The central nervous system suffers severe damage due to this disorder. The possible complications include:

  • Deafness
  • Blindness
  • Severe muscle tone problems

Krabbe Disease Prognosis

The outcome of this condition is poor in most cases. It is worse for those who develop the symptoms in infancy rather than in their adolescence. Individuals with the Late Onset form of the disease are known to have survived to reach their adulthood. However, they suffer from serious nervous system disease.

Krabbe Disease Prevalence

The ORD or Office of Rare Diseases of the NIH or National Institutes of Health has listed this genetic condition as a “rare disease”. According to studies, 1 in every 125 individuals carries the defective gene responsible for the condition. In the United States, 1 out of every 100,000 infants is born with the condition and die of it.
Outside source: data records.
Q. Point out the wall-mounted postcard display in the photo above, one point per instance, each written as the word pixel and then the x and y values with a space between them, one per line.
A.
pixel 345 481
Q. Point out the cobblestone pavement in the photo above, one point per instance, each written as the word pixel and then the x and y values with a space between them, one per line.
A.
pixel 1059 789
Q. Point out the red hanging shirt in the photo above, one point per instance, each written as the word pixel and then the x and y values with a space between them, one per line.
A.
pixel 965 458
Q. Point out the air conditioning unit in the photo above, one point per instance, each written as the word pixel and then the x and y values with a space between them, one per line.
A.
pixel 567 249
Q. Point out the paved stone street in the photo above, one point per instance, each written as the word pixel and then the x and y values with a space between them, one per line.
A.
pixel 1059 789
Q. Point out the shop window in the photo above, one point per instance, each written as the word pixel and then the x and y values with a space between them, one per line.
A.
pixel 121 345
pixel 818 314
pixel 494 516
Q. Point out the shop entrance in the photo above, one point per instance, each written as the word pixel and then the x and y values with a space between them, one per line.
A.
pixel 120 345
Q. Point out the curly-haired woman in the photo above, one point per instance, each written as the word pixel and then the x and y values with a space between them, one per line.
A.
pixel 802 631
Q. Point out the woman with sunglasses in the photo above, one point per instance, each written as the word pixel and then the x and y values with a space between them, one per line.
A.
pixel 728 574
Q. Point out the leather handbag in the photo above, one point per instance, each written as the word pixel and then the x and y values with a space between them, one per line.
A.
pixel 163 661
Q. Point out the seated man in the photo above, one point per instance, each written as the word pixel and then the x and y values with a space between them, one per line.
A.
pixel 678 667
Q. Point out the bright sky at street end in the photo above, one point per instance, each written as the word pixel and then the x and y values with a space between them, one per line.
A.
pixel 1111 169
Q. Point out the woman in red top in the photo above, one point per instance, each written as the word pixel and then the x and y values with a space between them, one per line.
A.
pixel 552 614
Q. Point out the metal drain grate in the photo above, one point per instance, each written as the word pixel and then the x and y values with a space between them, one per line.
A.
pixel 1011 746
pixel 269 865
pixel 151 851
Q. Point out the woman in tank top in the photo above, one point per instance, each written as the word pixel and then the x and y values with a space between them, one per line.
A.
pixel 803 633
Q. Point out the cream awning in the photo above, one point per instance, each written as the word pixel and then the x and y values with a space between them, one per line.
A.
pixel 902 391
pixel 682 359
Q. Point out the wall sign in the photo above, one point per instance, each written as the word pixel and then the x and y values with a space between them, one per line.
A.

It can affect any ethnic group but is more commonly seen in Israeli people. An Israeli community named Druze has a very high incidence of this disease. Six out of every 1000 infants born in this community develop this life threatening disease.

Krabbe Disease Life Expectancy

It is a life threatening condition with a very low survival rate. Children suffering from this syndrome have an average lifespan of 13 months. Many children die when only 2 years old. However, those who develop the symptoms at an older age are likely to reach their early adulthood.

Krabbe Disease Pictures

Here are some images that display how this disease can affect the external appearance of a patient.

Picture 1 –  Krabbe Disease

Picture 2 – Krabbe Disease Image

Although Krabbe Disease is an incurable and fatal condition, children affected with the condition can have a relatively long life if diagnosed and treated properly at an early stage.